Hepatitis D (Delta Hepatitis) – A Comprehensive Medical Guide

Overview

Hepatitis D, also called *delta hepatitis*, is a liver infection caused by the Hepatitis D virus (HDV). HDV is a defective, single‑stranded RNA virus that cannot replicate on its own; it requires the envelope proteins of Hepatitis B virus (HBV) to infect liver cells. Consequently, HDV infection occurs only in people who are already infected with HBV (co‑infection) or in those who acquire HDV after an established HBV infection (super‑infection).

**Who it affects** – HDV is found worldwide but is most common in regions where HBV is endemic, such as the Mediterranean basin, sub‑Saharan Africa, the Middle East, Central and South America, and parts of Asia. An estimated 15–20 million people are co‑infected with HDV and HBV globally, representing roughly 5 % of all chronic hepatitis B cases. In the United States, prevalence is low (<0.1 % of the population) but higher among people who inject drugs, men who have sex with men, and immigrants from high‑prevalence areas.
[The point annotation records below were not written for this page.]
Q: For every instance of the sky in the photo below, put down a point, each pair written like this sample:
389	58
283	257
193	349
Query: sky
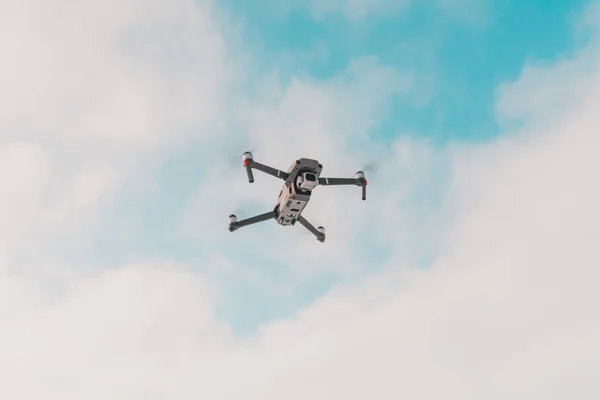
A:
470	272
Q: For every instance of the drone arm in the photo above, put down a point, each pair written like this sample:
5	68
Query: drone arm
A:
358	181
319	233
338	181
264	168
235	224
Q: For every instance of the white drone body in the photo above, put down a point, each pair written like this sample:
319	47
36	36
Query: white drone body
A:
301	178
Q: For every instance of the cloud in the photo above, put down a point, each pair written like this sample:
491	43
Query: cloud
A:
507	308
93	95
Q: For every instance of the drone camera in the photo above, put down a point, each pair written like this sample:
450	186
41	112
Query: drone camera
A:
231	222
360	176
247	160
307	181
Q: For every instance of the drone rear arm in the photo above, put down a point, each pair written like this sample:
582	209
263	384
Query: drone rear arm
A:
268	170
358	181
250	164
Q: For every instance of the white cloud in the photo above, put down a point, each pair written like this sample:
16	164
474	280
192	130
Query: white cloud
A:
508	310
95	92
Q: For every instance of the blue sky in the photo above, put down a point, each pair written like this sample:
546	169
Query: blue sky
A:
459	65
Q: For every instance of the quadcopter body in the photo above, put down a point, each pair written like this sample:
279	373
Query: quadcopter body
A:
301	178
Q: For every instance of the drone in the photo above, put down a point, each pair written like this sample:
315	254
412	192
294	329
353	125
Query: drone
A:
301	178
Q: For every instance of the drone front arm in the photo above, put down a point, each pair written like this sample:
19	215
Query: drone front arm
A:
318	232
234	224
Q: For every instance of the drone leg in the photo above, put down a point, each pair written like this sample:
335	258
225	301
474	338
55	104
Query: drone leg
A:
234	224
318	232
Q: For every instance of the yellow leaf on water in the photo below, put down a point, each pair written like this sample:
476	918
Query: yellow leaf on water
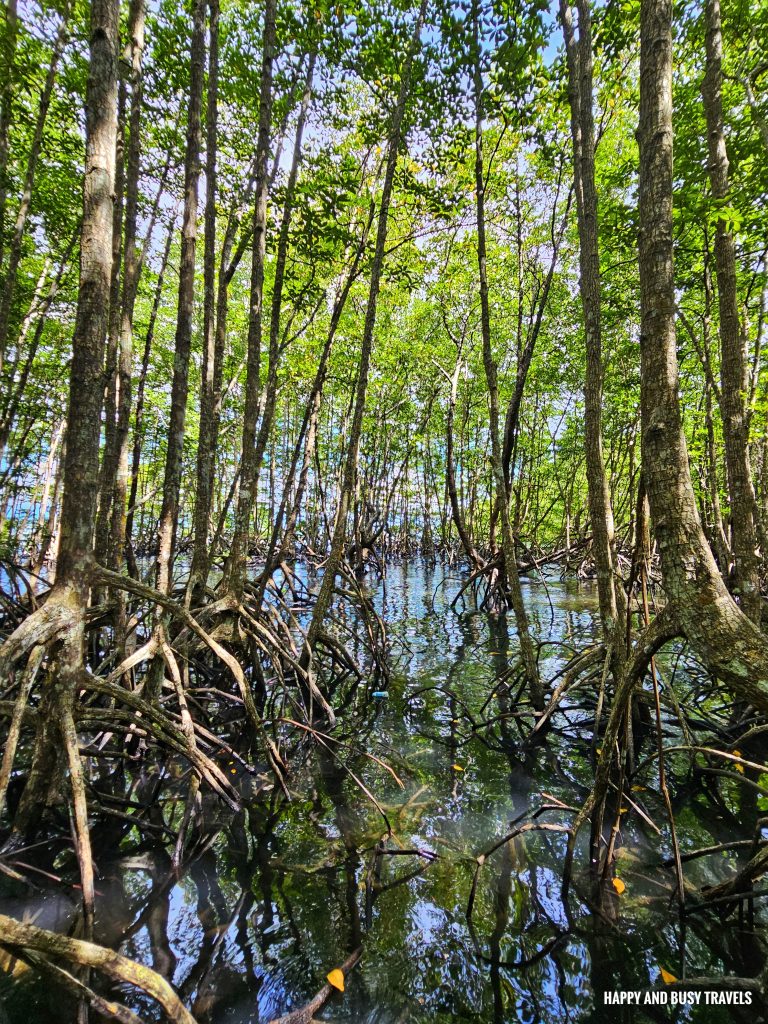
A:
336	978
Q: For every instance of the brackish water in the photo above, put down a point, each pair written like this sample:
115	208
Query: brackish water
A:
282	893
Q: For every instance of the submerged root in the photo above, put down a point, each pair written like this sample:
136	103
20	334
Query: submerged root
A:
14	934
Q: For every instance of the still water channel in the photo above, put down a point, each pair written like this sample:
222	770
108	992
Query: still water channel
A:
282	893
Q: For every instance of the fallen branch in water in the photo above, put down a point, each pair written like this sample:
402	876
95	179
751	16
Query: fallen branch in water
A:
14	933
306	1013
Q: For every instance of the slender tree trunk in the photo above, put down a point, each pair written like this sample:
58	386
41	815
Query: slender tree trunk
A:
610	590
270	390
10	278
734	385
138	418
728	643
236	569
6	105
350	463
502	497
180	385
64	613
132	267
207	437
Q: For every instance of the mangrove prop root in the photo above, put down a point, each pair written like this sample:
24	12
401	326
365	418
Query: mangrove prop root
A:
14	933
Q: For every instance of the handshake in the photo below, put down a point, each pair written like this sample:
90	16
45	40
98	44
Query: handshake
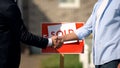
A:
57	41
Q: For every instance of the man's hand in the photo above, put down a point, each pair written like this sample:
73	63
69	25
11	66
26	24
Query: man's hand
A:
57	41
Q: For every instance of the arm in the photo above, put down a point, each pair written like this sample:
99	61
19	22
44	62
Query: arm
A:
19	30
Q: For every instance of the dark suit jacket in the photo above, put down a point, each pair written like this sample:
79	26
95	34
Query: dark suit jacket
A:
12	31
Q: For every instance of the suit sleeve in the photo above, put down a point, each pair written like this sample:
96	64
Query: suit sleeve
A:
18	27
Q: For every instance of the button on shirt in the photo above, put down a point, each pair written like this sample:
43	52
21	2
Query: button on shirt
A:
106	41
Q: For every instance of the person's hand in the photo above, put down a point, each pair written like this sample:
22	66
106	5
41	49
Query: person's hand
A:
57	41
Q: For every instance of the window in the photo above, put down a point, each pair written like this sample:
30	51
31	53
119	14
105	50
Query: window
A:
69	3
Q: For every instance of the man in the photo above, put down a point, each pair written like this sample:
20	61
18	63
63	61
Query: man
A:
104	24
12	31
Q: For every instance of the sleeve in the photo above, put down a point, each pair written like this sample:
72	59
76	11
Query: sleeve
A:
86	30
17	26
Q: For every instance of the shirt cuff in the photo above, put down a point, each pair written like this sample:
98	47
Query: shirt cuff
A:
49	42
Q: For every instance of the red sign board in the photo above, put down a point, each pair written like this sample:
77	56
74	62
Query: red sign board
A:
51	29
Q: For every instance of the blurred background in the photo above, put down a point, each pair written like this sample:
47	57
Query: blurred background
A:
36	12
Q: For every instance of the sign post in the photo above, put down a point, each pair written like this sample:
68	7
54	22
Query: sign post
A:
59	29
61	60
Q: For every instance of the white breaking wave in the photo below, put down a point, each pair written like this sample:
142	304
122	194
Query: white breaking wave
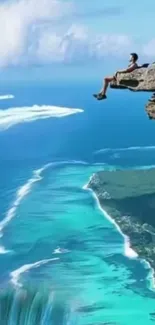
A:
3	97
23	191
25	268
16	115
128	251
3	250
111	150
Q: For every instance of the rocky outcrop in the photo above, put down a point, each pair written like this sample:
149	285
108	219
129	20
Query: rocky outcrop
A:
142	79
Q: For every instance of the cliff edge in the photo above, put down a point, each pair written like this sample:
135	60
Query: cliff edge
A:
141	79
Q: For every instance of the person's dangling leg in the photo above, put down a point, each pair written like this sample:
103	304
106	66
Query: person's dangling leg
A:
102	93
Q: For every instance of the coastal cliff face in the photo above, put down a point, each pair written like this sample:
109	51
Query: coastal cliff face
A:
129	198
142	79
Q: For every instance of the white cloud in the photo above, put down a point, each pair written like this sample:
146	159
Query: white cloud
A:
149	48
28	34
77	43
16	21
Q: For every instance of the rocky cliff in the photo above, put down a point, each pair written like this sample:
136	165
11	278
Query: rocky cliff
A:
142	79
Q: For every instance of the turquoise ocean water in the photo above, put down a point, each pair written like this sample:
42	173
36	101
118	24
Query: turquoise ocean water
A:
54	237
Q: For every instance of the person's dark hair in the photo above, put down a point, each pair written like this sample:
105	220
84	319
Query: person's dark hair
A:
135	56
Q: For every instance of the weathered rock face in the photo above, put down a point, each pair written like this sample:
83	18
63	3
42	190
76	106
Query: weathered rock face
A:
142	79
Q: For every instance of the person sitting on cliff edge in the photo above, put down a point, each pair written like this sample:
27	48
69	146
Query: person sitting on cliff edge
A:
132	66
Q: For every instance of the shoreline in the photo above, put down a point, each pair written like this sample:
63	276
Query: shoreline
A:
128	251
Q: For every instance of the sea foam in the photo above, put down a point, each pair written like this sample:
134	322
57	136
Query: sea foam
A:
25	189
15	275
128	251
113	150
16	115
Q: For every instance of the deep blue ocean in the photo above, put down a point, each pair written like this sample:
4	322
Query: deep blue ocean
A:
53	236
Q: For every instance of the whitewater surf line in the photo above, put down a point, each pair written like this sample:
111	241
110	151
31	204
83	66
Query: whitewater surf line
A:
16	115
128	251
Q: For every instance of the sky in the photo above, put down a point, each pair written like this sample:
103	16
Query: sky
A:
56	35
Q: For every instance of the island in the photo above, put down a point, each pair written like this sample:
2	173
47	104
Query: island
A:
141	79
128	196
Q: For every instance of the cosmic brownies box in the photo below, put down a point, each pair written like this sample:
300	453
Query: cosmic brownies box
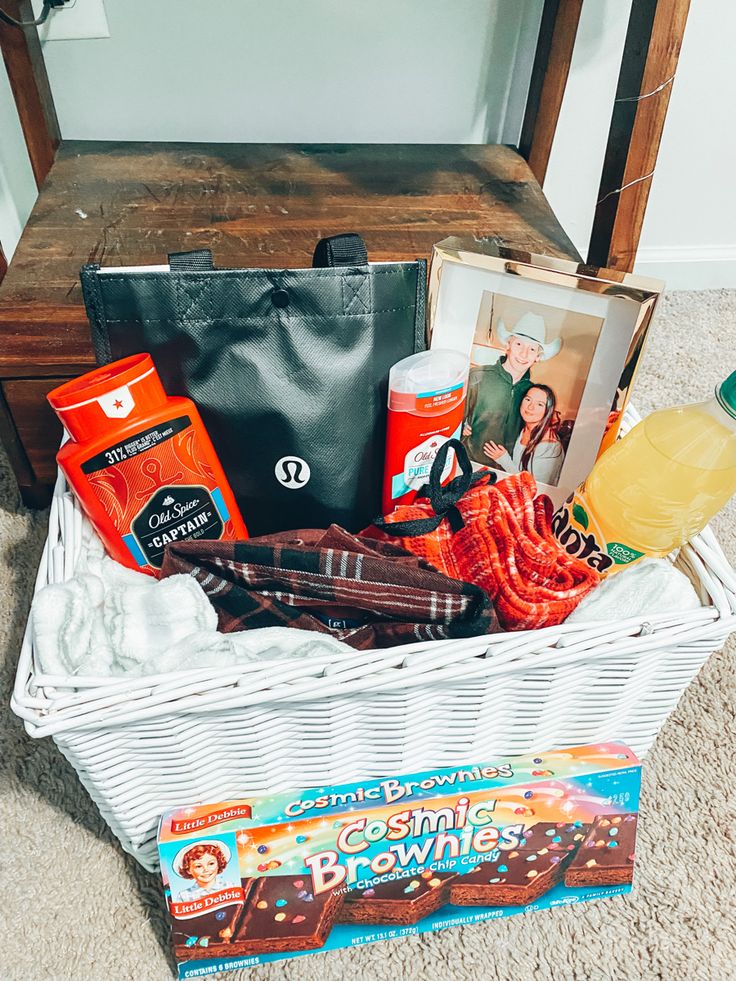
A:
256	880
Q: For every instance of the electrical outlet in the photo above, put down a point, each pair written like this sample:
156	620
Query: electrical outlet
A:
78	19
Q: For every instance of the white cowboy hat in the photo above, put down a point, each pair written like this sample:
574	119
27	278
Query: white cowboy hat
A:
531	327
176	864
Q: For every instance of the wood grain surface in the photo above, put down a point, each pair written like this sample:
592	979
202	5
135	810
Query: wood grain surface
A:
253	205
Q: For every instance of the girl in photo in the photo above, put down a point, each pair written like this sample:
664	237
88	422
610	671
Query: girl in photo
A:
538	449
203	863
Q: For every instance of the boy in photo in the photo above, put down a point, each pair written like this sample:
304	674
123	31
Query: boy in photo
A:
495	392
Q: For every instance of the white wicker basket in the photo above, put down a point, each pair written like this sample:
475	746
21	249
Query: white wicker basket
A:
141	746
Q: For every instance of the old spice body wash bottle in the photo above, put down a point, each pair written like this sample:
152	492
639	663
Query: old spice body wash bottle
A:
141	463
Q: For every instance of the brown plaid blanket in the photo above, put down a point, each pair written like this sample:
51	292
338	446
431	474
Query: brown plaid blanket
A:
365	593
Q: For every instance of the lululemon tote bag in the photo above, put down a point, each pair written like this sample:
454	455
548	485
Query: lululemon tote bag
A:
289	368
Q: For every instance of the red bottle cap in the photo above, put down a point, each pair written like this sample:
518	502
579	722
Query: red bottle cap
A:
107	397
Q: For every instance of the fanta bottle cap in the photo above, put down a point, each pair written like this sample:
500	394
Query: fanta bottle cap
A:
726	394
107	397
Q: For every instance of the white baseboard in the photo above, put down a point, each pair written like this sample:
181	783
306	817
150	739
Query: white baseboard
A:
700	267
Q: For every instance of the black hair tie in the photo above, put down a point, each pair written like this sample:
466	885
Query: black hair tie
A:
444	500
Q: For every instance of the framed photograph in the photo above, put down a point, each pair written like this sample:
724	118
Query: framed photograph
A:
553	348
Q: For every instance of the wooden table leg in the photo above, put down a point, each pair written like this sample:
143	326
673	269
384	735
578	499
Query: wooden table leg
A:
29	82
648	67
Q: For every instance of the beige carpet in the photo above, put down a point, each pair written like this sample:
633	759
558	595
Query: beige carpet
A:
76	907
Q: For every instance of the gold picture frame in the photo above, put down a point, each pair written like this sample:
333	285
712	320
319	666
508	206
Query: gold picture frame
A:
477	285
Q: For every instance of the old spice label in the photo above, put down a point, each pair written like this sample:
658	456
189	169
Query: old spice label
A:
579	531
157	489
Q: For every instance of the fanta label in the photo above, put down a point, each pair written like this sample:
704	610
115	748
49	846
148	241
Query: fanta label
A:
579	532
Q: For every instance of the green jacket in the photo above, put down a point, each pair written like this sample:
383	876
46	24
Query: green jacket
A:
492	408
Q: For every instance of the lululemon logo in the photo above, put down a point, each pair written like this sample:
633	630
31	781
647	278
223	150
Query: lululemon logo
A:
292	472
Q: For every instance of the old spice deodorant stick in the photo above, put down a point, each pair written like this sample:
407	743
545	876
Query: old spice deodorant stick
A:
141	463
426	400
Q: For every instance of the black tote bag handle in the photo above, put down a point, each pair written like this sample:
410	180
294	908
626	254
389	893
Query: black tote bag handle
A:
335	250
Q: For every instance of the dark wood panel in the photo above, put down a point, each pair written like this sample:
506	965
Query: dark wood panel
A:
29	82
253	205
651	52
557	32
36	424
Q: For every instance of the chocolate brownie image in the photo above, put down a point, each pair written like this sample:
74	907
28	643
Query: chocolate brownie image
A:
559	836
606	857
515	879
282	914
401	901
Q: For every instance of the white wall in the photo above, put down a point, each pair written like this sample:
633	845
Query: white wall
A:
17	186
293	71
394	71
689	234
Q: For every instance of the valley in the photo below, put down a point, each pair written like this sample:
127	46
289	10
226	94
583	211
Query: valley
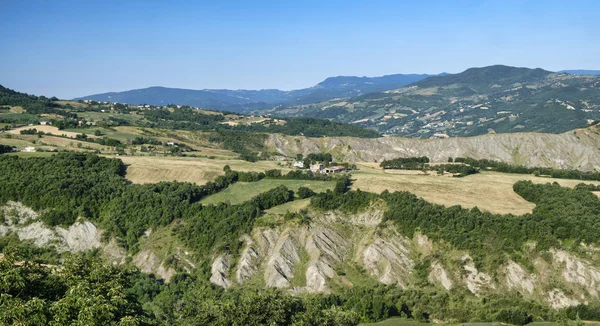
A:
223	205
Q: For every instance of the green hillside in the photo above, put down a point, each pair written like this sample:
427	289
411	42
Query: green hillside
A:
495	99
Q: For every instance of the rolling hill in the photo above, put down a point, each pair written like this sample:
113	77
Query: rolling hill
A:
494	99
246	100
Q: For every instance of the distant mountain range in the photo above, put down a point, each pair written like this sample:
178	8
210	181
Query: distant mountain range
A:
247	100
582	72
494	99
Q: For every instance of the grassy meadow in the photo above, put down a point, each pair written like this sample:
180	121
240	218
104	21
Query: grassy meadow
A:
243	191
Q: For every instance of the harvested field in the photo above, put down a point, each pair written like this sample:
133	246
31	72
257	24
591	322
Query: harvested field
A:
490	191
148	169
48	129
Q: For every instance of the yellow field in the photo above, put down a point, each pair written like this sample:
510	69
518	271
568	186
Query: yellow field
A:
490	191
148	169
49	130
16	109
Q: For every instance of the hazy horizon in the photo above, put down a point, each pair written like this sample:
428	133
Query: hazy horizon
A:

HDV infection accelerates liver damage; chronic HDV can lead to cirrhosis, liver failure, or hepatocellular carcinoma (HCC) faster than HBV alone.

Symptoms

Symptoms of hepatitis D can be subtle or overlap with other hepatitis infections. They may appear 2–12 weeks after exposure in acute infection or develop slowly in chronic disease.

Acute Hepatitis D

  • Fever – low‑grade to high fever.
  • Fatigue – profound tiredness, sometimes with malaise.
  • Jaundice – yellowing of the skin and eyes due to elevated bilirubin.
  • Dark urine – urine appears amber or brown.
  • Pale stools – reduced bile pigment.
  • Right‑upper‑quadrant abdominal pain – liver tenderness.
  • Nausea/vomiting – may accompany loss of appetite.
  • Joint or muscle aches – similar to flu‑like syndrome.

Chronic Hepatitis D

  • Often asymptomatic for many years.
  • Persistent fatigue and low‑grade abdominal discomfort.
  • Progressive jaundice.
  • Enlarged liver (hepatomegaly) or spleen (splenomegaly) on exam.
  • Signs of cirrhosis: spider angiomas, palmar erythema, ascites, peripheral edema.
  • Unexplained weight loss.
  • Symptoms of liver cancer (HCC) in advanced disease: abdominal mass, weight loss, right‑shoulder pain.

Causes and Risk Factors

How HDV Causes Disease

HDV enters hepatocytes by binding to the same receptor used by HBV (the sodium taurocholate cotransporting polypeptide, NTCP). After entry, HDV uses the HBV surface antigen (HBsAg) to form its own viral envelope. Without HBV, HDV cannot produce infectious particles, making HBV infection a prerequisite.

Risk Factors

  • Living with chronic HBV – the primary prerequisite.
  • Injection drug use – sharing needles provides a direct route for both HBV and HDV.
  • Unprotected sexual contact – especially with HBV‑positive partners.
  • Mother‑to‑child transmission – in endemic areas, HBV‑positive mothers can transmit both viruses to newborns.
  • Healthcare exposure – needlestick injuries or poorly sterilized equipment.
  • Travel or residence in high‑prevalence regions – Mediterranean, parts of Africa, Asia, and South America.
  • Hemodialysis – increased exposure to blood products.

Diagnosis

Because HDV requires HBV, a diagnostic work‑up always includes evaluation for both viruses.

Screening Tests

  • HBsAg test – confirms ongoing HBV infection.
  • Anti‑HDV antibodies (IgM and IgG) – detect exposure. IgM suggests recent infection; IgG indicates past or chronic infection.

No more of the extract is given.